Zone 1, Block 2. Where we picked up the blocks.”
“I know the place. It’s under constant surveillance, but there are a few shady, even dark paths nearby. Right?”
“Yeah. The pluxes came from one of the dark paths.”
That’s what I mean! Mother monitors things all the time, watches the hallways and chambers, right?”
“Right,” I nodded.
“At that point you were just ordinary grunts. That was your status.”
‘Grunt status’? That sounded about right...
“Okay...”
“Right. So you were just working, planning the rest of the day, when
“Calls for help.” That wasn’t hard to guess.
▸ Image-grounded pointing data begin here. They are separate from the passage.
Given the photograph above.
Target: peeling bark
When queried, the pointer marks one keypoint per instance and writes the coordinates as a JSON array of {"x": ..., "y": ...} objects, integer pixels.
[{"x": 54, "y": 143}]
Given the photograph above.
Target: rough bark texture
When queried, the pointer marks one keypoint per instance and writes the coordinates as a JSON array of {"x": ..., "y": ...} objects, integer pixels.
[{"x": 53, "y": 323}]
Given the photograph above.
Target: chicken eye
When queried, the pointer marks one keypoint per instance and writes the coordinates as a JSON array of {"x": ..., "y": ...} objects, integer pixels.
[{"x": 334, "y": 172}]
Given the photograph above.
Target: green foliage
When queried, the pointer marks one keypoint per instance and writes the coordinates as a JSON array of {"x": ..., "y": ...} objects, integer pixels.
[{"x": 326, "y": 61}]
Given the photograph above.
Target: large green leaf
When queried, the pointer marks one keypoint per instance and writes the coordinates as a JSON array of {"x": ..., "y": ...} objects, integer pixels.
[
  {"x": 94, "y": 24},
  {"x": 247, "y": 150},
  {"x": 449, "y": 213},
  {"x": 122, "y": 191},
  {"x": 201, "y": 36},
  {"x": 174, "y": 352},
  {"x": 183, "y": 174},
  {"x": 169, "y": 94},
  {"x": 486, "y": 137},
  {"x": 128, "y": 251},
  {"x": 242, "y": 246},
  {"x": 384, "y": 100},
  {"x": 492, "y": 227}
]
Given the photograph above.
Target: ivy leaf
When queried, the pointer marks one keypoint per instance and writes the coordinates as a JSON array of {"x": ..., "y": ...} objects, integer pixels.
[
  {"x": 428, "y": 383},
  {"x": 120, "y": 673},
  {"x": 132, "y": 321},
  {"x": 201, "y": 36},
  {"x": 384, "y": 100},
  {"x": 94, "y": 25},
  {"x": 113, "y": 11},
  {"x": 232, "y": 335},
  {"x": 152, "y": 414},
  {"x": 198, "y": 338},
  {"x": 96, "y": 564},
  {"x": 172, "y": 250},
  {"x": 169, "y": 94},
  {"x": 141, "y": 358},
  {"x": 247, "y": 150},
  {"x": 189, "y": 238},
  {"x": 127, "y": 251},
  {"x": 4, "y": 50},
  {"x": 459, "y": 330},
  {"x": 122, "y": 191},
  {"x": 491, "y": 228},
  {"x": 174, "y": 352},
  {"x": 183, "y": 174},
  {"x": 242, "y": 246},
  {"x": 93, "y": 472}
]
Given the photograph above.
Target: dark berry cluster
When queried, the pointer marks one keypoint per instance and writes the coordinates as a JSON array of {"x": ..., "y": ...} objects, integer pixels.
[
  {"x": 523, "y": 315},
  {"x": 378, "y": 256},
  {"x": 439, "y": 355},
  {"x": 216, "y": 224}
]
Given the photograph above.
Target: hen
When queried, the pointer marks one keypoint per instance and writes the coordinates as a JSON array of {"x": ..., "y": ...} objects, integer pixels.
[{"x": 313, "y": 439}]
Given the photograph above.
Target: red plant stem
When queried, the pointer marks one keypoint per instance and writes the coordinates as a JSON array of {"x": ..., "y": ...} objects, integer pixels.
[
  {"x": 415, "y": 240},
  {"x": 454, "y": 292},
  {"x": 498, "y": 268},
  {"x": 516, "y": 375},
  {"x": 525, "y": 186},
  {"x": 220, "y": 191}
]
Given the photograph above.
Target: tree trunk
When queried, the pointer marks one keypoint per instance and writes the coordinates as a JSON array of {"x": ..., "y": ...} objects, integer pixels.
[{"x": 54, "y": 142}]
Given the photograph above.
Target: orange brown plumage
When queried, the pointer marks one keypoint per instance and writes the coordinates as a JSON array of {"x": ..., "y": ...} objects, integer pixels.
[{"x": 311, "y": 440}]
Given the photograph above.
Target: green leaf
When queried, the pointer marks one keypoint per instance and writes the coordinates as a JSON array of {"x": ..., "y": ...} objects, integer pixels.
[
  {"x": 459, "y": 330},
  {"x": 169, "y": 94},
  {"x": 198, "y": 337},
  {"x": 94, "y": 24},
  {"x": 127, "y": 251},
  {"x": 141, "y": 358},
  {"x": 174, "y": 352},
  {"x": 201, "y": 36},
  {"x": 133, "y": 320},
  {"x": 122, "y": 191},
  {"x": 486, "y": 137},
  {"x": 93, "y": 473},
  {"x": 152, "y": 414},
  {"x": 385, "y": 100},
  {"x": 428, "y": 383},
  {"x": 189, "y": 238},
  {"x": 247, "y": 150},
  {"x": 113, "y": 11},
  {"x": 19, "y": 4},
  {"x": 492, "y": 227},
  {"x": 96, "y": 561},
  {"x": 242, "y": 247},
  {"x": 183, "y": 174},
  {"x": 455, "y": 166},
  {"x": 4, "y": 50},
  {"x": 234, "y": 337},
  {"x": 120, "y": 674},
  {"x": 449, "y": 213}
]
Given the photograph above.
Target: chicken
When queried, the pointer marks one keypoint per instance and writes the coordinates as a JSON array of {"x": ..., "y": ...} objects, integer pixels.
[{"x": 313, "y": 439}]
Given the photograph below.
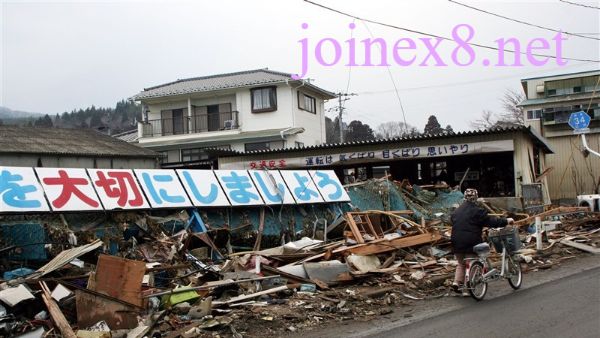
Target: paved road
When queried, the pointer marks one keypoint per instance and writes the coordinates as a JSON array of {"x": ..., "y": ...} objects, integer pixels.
[{"x": 567, "y": 307}]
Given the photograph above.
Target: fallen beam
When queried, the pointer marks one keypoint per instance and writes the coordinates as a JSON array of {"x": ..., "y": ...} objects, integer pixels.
[
  {"x": 257, "y": 294},
  {"x": 383, "y": 245}
]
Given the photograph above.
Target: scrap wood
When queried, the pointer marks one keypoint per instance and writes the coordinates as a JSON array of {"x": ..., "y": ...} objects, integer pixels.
[
  {"x": 57, "y": 316},
  {"x": 384, "y": 245},
  {"x": 120, "y": 278},
  {"x": 581, "y": 246},
  {"x": 552, "y": 212},
  {"x": 261, "y": 227},
  {"x": 64, "y": 257},
  {"x": 270, "y": 270},
  {"x": 545, "y": 173},
  {"x": 207, "y": 287}
]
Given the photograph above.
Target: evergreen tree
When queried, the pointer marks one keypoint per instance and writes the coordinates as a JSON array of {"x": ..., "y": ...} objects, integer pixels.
[
  {"x": 433, "y": 127},
  {"x": 357, "y": 131}
]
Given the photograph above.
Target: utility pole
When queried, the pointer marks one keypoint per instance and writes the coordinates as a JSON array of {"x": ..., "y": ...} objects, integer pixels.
[{"x": 342, "y": 97}]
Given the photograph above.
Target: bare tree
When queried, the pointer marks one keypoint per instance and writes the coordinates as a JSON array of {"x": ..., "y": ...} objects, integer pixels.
[
  {"x": 512, "y": 112},
  {"x": 393, "y": 129},
  {"x": 486, "y": 121}
]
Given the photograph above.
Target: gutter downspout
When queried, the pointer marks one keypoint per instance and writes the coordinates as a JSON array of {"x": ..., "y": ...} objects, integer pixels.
[
  {"x": 283, "y": 136},
  {"x": 287, "y": 82},
  {"x": 585, "y": 146}
]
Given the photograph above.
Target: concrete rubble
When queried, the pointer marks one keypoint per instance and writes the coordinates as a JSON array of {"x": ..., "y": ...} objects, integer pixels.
[{"x": 133, "y": 274}]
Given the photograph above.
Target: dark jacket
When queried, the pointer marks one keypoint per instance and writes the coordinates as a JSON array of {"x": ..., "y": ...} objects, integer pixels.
[{"x": 468, "y": 221}]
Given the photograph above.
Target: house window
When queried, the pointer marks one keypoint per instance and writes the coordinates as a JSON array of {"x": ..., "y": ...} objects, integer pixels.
[
  {"x": 307, "y": 103},
  {"x": 257, "y": 146},
  {"x": 264, "y": 99},
  {"x": 164, "y": 157},
  {"x": 534, "y": 114},
  {"x": 194, "y": 154}
]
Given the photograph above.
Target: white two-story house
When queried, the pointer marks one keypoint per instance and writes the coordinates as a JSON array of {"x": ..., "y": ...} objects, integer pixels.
[{"x": 191, "y": 121}]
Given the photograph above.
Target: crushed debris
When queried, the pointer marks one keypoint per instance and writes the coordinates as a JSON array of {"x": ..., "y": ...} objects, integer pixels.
[{"x": 132, "y": 274}]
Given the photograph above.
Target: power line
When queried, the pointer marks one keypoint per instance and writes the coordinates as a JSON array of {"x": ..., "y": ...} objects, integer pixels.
[
  {"x": 340, "y": 109},
  {"x": 439, "y": 36},
  {"x": 350, "y": 67},
  {"x": 522, "y": 22},
  {"x": 393, "y": 81},
  {"x": 578, "y": 4},
  {"x": 462, "y": 83}
]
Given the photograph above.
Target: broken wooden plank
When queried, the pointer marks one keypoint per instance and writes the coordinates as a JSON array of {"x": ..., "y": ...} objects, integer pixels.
[
  {"x": 383, "y": 245},
  {"x": 57, "y": 316},
  {"x": 258, "y": 294},
  {"x": 354, "y": 228},
  {"x": 64, "y": 257},
  {"x": 120, "y": 278},
  {"x": 581, "y": 246},
  {"x": 93, "y": 307}
]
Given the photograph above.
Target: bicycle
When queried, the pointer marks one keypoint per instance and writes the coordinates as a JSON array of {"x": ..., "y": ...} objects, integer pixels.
[{"x": 478, "y": 272}]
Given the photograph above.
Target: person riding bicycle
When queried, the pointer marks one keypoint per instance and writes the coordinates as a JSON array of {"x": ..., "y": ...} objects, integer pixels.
[{"x": 468, "y": 221}]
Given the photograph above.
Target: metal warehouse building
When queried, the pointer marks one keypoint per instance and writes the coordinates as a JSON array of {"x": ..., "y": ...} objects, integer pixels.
[
  {"x": 499, "y": 162},
  {"x": 70, "y": 148}
]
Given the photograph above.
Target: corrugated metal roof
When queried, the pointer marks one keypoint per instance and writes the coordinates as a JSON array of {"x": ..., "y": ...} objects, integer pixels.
[
  {"x": 498, "y": 130},
  {"x": 557, "y": 99},
  {"x": 130, "y": 136},
  {"x": 590, "y": 72},
  {"x": 220, "y": 82},
  {"x": 72, "y": 142}
]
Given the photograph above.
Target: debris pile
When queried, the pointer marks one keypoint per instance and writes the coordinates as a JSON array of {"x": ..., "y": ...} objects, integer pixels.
[{"x": 130, "y": 274}]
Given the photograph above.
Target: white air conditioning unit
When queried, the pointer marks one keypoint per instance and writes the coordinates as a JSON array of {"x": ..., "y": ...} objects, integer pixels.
[
  {"x": 539, "y": 88},
  {"x": 590, "y": 201},
  {"x": 228, "y": 124}
]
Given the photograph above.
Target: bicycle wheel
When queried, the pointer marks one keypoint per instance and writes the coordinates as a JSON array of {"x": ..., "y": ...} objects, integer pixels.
[
  {"x": 477, "y": 286},
  {"x": 515, "y": 276}
]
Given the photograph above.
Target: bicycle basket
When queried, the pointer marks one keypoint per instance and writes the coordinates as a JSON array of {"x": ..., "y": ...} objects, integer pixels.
[{"x": 511, "y": 237}]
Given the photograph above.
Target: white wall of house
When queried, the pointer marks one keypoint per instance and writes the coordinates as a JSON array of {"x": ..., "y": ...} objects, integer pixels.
[
  {"x": 287, "y": 115},
  {"x": 58, "y": 161}
]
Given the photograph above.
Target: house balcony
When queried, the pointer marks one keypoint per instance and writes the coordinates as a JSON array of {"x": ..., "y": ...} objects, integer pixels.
[{"x": 199, "y": 123}]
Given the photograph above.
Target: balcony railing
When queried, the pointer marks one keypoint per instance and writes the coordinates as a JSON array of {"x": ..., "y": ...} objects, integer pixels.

“Exactly! But she can’t ask you specifically, because you’re grunts. Not fighters. Not even cadets. So Mother starts looking for someone she can trust with an urgent combat job, and she starts right at the epicenter of the problem — these pluxes. She expands the search range. There’s no one within a hundred yards. Still no one within two hundred yards. Or three hundred. But in a four-hundred-yard radius, she finds some fighters, and gives their leader a job — get to Zone 1, Block 2 right away and eliminate four pluxes. She gives a brief description of what they’ll face — three rats and a tangerine.”
“Three rats and a tangerine...” I repeated.
“That’s...”
“I get it. Slang terms, keep it short.”
“Yeah. The system uses the proper terms, listing all the threats it spots — three small gray plunar xarls, one small yellow plunar xarl... Like that. We just shorten it.”
“Okay.”
“You mentioned something about cadets?”
“That’s what you are now. Any combat jobs you get have ‘extra’ status, which means you can choose not to complete them. But if you decline two in a row, you won’t get another for a really long time. Cadets can also decline emergency combat jobs with no penalty. They have the right to self-preservation. No one stays a cadet for long, though. Almost everyone becomes a fighter, as we call them. Once you do one extra combat job as a cadet, the system will start prompting you to level up to fighter. It’ll keep asking every time you win a fight. You see?”
“I see. Thanks.”
“Once you become a fighter, you have to keep a really, really close eye on your location! There are a lot of paths where it’s bad to linger — where you shouldn’t even bother walking unless you really need to. Places where it’s common for pluxes to show up. It’s not an uncommon situation: your group is exhausted, someone’s injured, maybe, you’re barely dragging your feet along — when
“Yes.” I nodded slowly. “I get it. That’s really important advice.”
“Exactly! Even if your group is on their last legs, you’ll have to do battle! You’ll probably just get slaughtered, but at least you’ll buy some time for the system to find other fighters who will eventually handle it. A lot of combat groups have died that way. It’s easier for cadets, who can just refuse if they sense a bad situation. Fighters can’t do that. Better for them to do battle, even if it’s not on even footing.”
“Why? Afraid to lose their status? Fuck that! Anything is better than losing your life.”
“Status? That’s not even it. Fuck status! Goblin... have you ever heard of a tribunal?”
“A military court. Strict and merciless.”
“Right. As soon as you sign up for fighter status, you get a lot — more sol, more rewards, lots of gifts, access to special vending machines and info points. Does that remind you of anything?”
“The... police? Is that the right word? No… Since you said tribunal... Is it the army? Special perks and benefits.”
“Exactly. Like the army. And if you fail to follow an order in any army anywhere in the world, you get sent to a tribunal, and you’re in for serious punishment.”